Hugues de Saint-Victor comprendra combien le procédé trop uniquement dialectique d’Abélard est inadéquat à l’œuvre de la théologie. Certes, il y a lieu de connaître la grammaire, la logique et la dialectique et d’en faire usage en science sacrée ; mais il y a autre chose à pénétrer dans l’Écriture et il ne suffit pas, pour cela, de n’être que philosophe. Philosophus in aliis scripturis solam vocum novit significationem ; sed in sacra pagina excellentior valde est rerum signifteatio quam vocum. De Scripturis, c. xiv, P. L., t. clxxv, col. 20. Il ne suffit pas, pour faire œuvre de théologie, de traiter l’Écriture sainte absolument comme un autre texte et de s’y appliquer avec les seules ressources de la philosophie, comme Abélard s’est vanté de pouvoir le faire.
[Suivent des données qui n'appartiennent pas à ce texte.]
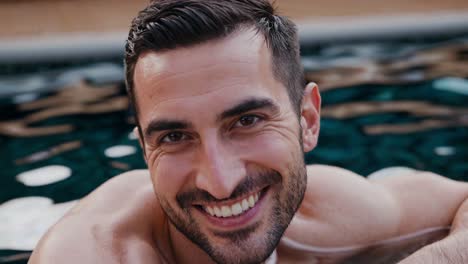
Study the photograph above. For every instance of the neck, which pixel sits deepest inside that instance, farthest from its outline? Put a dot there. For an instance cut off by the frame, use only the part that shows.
(184, 250)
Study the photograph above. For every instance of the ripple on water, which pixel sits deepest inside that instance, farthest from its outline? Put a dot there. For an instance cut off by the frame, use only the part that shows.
(44, 176)
(119, 151)
(25, 220)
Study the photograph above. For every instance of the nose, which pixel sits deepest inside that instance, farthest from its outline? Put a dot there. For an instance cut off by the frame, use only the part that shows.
(220, 169)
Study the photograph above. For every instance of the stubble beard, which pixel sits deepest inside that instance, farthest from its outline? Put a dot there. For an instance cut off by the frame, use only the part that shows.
(245, 246)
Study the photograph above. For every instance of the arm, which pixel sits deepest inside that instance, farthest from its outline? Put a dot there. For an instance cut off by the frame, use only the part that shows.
(452, 249)
(428, 199)
(110, 225)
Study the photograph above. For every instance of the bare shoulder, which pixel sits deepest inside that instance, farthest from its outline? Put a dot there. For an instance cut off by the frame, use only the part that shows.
(425, 199)
(408, 200)
(106, 225)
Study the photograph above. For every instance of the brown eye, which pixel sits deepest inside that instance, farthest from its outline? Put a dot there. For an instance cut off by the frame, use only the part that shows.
(174, 137)
(247, 120)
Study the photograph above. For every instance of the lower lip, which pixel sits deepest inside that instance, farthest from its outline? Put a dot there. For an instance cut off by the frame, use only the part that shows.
(239, 220)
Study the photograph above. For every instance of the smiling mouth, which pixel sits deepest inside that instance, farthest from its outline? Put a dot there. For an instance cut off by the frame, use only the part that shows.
(235, 208)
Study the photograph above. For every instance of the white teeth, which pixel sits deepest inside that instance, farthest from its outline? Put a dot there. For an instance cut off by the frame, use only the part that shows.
(217, 212)
(210, 211)
(251, 201)
(236, 209)
(245, 205)
(226, 211)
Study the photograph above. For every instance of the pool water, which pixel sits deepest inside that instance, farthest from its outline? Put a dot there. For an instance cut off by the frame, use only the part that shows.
(402, 103)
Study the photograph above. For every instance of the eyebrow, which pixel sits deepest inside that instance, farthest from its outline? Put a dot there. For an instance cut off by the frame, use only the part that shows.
(249, 105)
(243, 107)
(162, 125)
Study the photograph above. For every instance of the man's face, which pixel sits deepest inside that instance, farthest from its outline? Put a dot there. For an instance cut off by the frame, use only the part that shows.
(222, 143)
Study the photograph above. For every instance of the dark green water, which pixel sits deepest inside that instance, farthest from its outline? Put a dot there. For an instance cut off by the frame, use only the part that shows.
(380, 75)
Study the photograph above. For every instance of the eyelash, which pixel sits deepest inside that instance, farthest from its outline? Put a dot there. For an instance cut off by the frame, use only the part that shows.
(257, 119)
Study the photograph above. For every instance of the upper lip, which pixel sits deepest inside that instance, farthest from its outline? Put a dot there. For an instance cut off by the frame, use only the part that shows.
(230, 201)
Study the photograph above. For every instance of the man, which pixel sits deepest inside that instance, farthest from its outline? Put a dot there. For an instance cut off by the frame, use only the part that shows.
(223, 120)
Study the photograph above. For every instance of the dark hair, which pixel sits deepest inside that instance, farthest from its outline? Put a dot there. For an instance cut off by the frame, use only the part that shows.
(169, 24)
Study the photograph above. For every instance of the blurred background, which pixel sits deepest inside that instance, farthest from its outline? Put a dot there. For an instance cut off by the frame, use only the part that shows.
(393, 77)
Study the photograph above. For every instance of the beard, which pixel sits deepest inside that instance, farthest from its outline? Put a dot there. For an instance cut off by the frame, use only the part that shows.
(255, 243)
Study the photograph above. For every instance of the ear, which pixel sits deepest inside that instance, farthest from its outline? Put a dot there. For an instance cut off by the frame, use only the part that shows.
(136, 132)
(310, 116)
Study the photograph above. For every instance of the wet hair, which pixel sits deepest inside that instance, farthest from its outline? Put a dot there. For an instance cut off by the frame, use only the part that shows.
(170, 24)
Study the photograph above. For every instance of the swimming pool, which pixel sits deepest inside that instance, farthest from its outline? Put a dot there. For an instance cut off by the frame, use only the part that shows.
(391, 103)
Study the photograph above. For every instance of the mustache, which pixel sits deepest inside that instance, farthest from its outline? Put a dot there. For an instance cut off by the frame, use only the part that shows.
(252, 181)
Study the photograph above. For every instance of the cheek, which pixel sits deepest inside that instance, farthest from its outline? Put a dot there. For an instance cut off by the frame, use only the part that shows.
(273, 150)
(169, 175)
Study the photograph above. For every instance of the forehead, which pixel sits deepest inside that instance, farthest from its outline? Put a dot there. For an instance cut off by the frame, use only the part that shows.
(211, 74)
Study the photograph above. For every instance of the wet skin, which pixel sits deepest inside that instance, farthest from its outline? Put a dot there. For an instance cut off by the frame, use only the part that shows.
(217, 128)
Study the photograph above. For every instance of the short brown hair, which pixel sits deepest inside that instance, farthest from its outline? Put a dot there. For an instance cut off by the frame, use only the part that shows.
(169, 24)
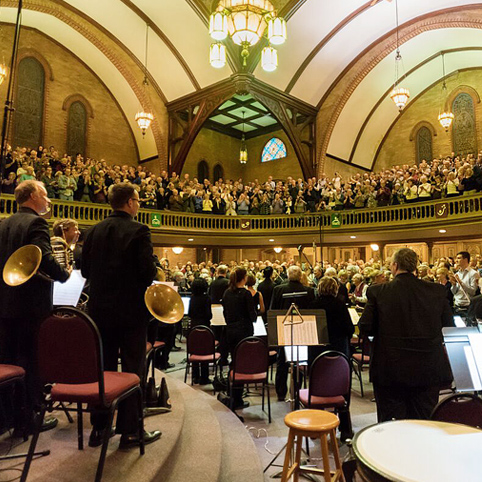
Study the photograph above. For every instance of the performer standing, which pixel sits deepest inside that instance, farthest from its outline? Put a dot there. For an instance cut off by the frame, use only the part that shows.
(118, 260)
(408, 364)
(22, 308)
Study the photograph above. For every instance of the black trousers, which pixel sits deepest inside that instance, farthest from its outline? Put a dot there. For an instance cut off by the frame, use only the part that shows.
(130, 343)
(18, 346)
(405, 402)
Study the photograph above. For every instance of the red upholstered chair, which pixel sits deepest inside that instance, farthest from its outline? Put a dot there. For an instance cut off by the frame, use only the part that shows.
(250, 367)
(361, 359)
(330, 386)
(201, 348)
(70, 362)
(463, 408)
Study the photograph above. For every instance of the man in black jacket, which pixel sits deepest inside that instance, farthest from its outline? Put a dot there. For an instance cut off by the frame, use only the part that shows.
(118, 260)
(22, 308)
(278, 302)
(408, 364)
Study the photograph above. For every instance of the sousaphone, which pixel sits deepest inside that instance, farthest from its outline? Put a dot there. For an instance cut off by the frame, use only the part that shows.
(164, 303)
(22, 265)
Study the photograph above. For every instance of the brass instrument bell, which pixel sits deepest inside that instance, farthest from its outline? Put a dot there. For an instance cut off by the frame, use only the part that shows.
(22, 265)
(164, 303)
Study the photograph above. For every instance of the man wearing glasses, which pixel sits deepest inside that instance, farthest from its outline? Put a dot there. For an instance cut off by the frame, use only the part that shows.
(119, 263)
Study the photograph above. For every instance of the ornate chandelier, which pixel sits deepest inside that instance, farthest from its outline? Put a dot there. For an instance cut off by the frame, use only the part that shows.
(246, 21)
(399, 95)
(445, 117)
(144, 119)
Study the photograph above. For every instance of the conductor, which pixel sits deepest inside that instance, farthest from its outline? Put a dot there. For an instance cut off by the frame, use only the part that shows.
(118, 260)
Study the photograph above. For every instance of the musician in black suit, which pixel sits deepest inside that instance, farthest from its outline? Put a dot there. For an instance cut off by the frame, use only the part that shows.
(293, 285)
(118, 261)
(22, 308)
(408, 363)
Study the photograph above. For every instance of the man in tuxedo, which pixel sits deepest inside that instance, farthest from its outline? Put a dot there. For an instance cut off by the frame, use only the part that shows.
(22, 308)
(408, 364)
(118, 261)
(278, 302)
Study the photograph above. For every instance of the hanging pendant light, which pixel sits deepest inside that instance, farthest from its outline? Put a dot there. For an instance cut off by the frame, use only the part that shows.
(399, 95)
(445, 117)
(243, 152)
(269, 59)
(217, 55)
(143, 118)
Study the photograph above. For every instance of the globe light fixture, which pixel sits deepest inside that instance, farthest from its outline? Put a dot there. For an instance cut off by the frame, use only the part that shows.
(269, 59)
(217, 55)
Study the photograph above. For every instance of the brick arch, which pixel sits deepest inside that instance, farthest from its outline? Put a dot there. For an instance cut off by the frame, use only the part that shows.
(461, 89)
(420, 124)
(134, 76)
(78, 98)
(344, 86)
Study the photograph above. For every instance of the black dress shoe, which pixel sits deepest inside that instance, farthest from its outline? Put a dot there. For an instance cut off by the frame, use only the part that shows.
(96, 437)
(129, 441)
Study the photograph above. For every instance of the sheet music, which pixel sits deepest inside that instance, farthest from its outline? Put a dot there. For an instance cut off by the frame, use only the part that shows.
(304, 333)
(68, 293)
(355, 317)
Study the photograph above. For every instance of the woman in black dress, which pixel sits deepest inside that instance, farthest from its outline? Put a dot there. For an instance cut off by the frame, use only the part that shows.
(340, 326)
(200, 314)
(239, 314)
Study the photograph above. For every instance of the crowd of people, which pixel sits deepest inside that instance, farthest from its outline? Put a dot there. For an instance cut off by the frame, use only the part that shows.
(87, 180)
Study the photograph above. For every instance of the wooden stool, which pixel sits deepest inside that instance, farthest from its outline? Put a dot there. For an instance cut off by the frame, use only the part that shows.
(312, 423)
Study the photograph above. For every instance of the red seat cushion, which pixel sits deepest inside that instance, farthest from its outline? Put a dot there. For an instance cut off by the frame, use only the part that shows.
(115, 384)
(7, 372)
(321, 402)
(203, 358)
(358, 358)
(249, 377)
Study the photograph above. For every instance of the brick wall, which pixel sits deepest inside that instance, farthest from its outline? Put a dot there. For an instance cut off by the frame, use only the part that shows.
(109, 134)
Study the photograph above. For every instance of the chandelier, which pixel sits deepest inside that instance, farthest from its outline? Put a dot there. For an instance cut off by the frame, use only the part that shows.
(144, 118)
(243, 152)
(3, 73)
(445, 117)
(399, 95)
(246, 21)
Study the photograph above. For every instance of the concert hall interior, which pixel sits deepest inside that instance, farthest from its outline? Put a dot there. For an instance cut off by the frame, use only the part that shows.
(230, 225)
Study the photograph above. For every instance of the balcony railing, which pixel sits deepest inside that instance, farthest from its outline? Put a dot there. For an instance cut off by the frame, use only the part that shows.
(442, 211)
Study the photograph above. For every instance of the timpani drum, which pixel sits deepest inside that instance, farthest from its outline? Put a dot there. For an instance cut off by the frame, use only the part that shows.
(418, 451)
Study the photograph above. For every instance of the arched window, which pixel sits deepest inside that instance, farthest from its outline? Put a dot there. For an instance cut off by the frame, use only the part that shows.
(424, 144)
(464, 133)
(274, 149)
(202, 171)
(76, 129)
(29, 104)
(218, 172)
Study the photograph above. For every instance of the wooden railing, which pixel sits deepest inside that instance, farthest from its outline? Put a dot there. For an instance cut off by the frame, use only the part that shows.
(456, 210)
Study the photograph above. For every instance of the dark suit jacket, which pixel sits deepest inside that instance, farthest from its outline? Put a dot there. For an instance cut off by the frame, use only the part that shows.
(406, 317)
(34, 298)
(217, 288)
(118, 260)
(280, 303)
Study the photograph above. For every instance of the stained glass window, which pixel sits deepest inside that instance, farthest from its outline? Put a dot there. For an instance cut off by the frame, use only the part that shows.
(274, 149)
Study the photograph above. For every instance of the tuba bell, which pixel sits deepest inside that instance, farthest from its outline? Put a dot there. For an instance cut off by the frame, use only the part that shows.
(22, 265)
(164, 303)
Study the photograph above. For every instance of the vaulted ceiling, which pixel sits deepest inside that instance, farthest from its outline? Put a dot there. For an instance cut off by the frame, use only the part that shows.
(338, 57)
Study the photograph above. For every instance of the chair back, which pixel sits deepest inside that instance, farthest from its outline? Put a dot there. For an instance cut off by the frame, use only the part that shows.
(70, 349)
(330, 375)
(459, 408)
(251, 356)
(201, 341)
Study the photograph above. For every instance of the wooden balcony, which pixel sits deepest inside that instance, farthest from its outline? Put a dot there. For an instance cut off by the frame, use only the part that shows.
(460, 216)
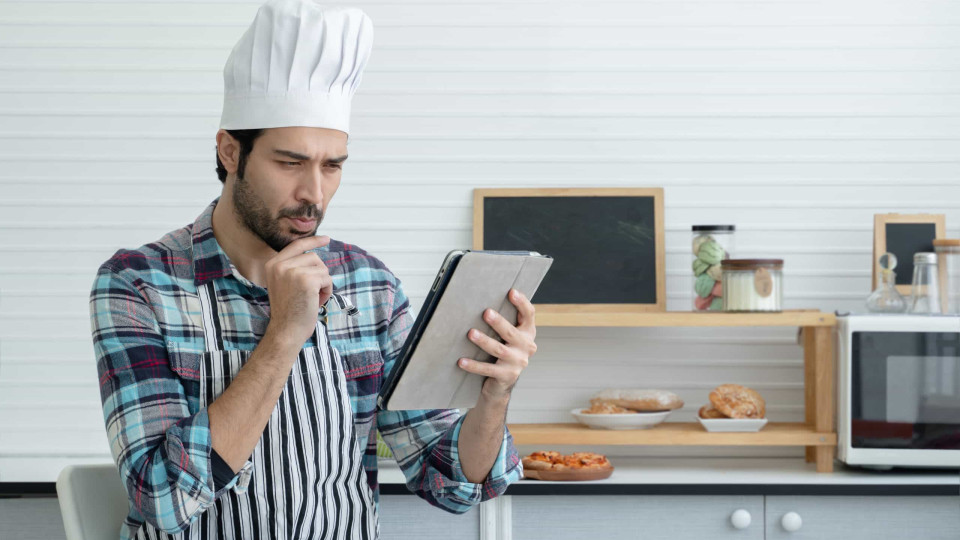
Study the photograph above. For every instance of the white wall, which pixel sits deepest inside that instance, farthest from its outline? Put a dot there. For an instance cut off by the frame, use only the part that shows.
(795, 120)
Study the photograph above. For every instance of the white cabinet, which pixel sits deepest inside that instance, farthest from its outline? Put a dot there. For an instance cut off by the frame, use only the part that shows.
(862, 518)
(614, 517)
(410, 517)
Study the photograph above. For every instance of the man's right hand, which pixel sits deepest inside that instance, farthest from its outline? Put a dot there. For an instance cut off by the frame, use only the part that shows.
(298, 283)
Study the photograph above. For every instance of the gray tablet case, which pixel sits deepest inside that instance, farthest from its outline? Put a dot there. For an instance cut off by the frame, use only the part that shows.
(432, 379)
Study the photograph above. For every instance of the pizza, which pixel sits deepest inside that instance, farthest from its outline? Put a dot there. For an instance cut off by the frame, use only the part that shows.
(555, 461)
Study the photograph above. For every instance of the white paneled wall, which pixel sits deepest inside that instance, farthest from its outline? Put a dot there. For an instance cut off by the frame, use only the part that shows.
(794, 120)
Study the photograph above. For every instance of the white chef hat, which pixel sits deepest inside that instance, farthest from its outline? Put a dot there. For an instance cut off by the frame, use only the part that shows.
(297, 65)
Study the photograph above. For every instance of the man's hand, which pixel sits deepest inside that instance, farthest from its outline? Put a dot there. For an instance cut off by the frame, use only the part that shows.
(512, 356)
(298, 283)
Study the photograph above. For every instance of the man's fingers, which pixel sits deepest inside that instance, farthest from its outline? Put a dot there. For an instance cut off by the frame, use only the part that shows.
(304, 259)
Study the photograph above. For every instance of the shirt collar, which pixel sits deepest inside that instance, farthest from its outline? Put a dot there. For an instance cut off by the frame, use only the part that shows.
(209, 260)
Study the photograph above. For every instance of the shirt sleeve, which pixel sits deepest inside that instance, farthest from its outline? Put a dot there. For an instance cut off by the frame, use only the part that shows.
(425, 442)
(163, 452)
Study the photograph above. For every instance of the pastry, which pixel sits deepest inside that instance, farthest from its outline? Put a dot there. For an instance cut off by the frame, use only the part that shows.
(639, 400)
(555, 461)
(737, 401)
(542, 461)
(606, 408)
(709, 411)
(704, 285)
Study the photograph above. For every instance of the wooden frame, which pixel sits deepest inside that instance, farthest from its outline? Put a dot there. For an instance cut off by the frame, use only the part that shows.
(880, 222)
(480, 194)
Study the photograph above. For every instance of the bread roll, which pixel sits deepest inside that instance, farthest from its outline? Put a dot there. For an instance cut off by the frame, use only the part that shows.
(639, 400)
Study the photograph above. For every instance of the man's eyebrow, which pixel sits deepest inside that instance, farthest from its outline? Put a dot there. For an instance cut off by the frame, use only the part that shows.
(294, 155)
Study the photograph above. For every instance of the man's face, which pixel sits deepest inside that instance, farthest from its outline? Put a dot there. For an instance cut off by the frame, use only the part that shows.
(291, 172)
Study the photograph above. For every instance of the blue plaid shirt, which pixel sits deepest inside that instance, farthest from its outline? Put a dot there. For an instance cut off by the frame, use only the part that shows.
(145, 320)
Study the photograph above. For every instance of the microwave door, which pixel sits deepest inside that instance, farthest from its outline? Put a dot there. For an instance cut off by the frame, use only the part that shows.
(905, 390)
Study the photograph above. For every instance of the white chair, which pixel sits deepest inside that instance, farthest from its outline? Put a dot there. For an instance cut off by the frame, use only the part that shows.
(93, 501)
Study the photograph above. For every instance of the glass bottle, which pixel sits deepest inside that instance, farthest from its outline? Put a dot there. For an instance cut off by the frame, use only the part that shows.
(886, 299)
(925, 290)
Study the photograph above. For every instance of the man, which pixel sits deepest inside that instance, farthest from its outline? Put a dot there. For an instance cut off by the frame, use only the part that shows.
(239, 401)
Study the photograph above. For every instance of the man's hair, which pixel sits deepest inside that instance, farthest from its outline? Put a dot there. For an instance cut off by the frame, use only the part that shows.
(246, 138)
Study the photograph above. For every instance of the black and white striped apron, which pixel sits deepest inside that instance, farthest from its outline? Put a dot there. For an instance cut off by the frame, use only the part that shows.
(308, 480)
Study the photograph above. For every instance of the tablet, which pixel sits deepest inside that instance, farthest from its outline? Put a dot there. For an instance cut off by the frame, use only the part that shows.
(427, 375)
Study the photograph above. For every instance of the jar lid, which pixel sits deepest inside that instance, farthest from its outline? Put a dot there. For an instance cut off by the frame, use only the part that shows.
(750, 264)
(713, 228)
(946, 242)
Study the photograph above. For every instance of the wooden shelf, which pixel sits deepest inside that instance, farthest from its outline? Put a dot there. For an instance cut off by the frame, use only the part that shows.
(547, 316)
(671, 434)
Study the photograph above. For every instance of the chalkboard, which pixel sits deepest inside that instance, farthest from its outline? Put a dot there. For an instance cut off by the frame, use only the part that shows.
(607, 249)
(905, 239)
(904, 235)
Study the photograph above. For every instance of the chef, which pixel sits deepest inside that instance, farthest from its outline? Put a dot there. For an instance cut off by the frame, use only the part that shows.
(240, 356)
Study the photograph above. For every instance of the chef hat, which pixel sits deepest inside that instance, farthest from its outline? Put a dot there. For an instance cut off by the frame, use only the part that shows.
(297, 65)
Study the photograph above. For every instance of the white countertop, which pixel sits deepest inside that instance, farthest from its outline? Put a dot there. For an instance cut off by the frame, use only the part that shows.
(737, 471)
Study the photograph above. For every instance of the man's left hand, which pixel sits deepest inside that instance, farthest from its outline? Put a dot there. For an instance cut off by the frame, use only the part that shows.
(512, 355)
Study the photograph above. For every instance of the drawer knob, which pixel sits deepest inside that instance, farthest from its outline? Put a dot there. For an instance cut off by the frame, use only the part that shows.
(740, 519)
(791, 522)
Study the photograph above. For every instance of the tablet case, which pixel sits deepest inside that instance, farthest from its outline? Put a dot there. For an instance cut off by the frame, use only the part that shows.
(432, 379)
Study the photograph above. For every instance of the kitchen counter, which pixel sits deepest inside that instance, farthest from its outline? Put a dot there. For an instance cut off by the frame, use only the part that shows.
(727, 476)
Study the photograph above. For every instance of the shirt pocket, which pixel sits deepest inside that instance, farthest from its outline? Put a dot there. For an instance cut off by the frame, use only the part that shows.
(187, 365)
(363, 371)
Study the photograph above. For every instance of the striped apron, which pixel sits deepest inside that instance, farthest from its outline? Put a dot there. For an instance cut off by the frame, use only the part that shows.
(308, 481)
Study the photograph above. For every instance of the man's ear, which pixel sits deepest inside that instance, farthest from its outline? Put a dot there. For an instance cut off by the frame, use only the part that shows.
(229, 151)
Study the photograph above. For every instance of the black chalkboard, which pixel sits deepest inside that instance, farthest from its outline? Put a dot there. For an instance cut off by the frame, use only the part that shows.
(905, 239)
(603, 247)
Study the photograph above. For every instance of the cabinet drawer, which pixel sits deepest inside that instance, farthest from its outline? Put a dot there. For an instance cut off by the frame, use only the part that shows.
(609, 517)
(410, 517)
(865, 518)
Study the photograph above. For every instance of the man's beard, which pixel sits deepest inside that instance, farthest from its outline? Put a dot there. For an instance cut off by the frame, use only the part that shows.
(256, 217)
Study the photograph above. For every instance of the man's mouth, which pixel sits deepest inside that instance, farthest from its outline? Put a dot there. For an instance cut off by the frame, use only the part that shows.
(303, 225)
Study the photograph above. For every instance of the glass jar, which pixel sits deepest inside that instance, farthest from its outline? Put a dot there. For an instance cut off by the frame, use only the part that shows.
(752, 284)
(711, 244)
(925, 289)
(948, 265)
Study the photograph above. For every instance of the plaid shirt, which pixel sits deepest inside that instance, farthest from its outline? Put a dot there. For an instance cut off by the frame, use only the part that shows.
(145, 320)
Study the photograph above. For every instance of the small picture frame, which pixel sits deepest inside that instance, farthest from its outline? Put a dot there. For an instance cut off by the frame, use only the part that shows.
(903, 235)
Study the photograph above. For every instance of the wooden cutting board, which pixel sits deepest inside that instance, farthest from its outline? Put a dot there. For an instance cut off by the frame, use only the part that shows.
(570, 475)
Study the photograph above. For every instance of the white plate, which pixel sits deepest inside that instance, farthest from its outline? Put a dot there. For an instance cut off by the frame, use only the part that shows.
(637, 420)
(732, 424)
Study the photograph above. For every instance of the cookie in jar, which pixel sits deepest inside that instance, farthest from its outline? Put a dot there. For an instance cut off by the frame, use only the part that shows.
(711, 244)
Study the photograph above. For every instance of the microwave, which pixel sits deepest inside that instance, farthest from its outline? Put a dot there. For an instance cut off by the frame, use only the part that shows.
(898, 390)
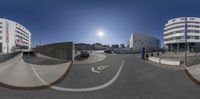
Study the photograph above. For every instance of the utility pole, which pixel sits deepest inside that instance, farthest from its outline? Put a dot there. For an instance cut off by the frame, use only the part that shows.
(186, 44)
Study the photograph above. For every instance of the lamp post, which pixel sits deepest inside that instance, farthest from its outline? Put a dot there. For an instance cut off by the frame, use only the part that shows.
(186, 48)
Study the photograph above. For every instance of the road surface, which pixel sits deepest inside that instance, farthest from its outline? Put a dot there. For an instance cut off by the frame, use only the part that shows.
(137, 79)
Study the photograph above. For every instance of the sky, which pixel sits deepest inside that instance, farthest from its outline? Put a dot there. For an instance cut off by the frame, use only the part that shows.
(80, 20)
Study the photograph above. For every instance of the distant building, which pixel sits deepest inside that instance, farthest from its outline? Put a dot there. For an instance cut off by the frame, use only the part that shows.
(174, 34)
(98, 46)
(114, 46)
(13, 36)
(139, 41)
(83, 46)
(122, 46)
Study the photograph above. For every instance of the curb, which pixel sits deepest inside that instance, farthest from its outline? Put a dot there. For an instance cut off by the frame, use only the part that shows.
(192, 78)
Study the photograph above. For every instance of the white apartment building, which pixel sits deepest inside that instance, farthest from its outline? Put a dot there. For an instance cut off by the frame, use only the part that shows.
(139, 41)
(13, 36)
(174, 33)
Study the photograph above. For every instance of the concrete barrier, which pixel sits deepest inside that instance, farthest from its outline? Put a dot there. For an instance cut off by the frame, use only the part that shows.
(170, 62)
(164, 61)
(154, 59)
(44, 56)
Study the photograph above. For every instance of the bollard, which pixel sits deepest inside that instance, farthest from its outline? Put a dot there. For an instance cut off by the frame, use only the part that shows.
(142, 53)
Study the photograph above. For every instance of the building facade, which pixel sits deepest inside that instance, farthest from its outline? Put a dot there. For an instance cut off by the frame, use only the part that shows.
(13, 36)
(83, 46)
(139, 41)
(174, 34)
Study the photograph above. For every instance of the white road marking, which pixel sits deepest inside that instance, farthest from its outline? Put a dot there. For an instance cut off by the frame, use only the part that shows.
(83, 89)
(98, 69)
(93, 70)
(102, 67)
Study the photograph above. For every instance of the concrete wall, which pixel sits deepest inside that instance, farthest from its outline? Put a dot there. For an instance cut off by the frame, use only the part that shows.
(139, 41)
(64, 50)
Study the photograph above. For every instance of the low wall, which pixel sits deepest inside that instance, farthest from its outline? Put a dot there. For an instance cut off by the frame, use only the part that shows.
(170, 62)
(154, 59)
(63, 50)
(44, 56)
(6, 57)
(165, 61)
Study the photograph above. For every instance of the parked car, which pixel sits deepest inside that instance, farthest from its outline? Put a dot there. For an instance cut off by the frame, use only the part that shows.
(108, 51)
(84, 54)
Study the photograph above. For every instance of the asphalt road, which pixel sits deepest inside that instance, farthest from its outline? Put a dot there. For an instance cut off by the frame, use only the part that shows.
(137, 80)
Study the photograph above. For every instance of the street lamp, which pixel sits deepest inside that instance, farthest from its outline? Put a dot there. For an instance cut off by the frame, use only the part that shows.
(186, 41)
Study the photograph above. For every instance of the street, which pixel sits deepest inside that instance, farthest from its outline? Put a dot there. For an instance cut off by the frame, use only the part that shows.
(137, 79)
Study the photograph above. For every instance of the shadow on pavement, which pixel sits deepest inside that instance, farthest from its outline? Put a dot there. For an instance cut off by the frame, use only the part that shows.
(42, 61)
(37, 87)
(79, 58)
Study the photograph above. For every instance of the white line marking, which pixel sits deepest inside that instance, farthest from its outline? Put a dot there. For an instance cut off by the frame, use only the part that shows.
(83, 89)
(102, 67)
(92, 69)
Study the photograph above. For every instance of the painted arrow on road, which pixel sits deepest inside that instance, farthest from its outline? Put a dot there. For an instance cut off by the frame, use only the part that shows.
(98, 69)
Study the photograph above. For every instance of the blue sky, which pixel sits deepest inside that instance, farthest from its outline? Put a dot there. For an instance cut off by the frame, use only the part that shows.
(80, 20)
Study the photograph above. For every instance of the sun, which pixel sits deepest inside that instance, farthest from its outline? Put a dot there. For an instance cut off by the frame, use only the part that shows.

Par ailleurs, si Hugues rend le travail théologique à son véritable milieu religieux, il sait combien lui sont nécessaires les diverses ressources du savoir humain. Il reprend avec une magnifique plénitude la tradition augustinienne sur la formation du théologien par les arts libéraux, De sacram., prol., c. v et vi, P. L., t. clxxvi, col. 205 ; De Scripturis, c. xiii-xvi, P. L., t. clxxv, col. 20-24 ; Erud. didasc, 1. III. c. iii, t. clxxvi, col. 768, et cf. ici, t. vii, col. 260-261. Mais cette philosophia des sept arts n’est plus, quant à son contenu, ce qu’elle a été du ve à la fin du xie siècle. Elle s’est enrichie de l’apport méthodologico-scientifique d’Aristote. Au lieu des sept arts, c’est à un classement rationnel de vingt et une disciplines que le Victorin aboutit, définissant ainsi un nouveau programme d’enseignement où se trouve annoncée une ample conception du savoir humain. Cf. Didasc, t. II, c. ii, et t. III, c. i, col. 752 et 765.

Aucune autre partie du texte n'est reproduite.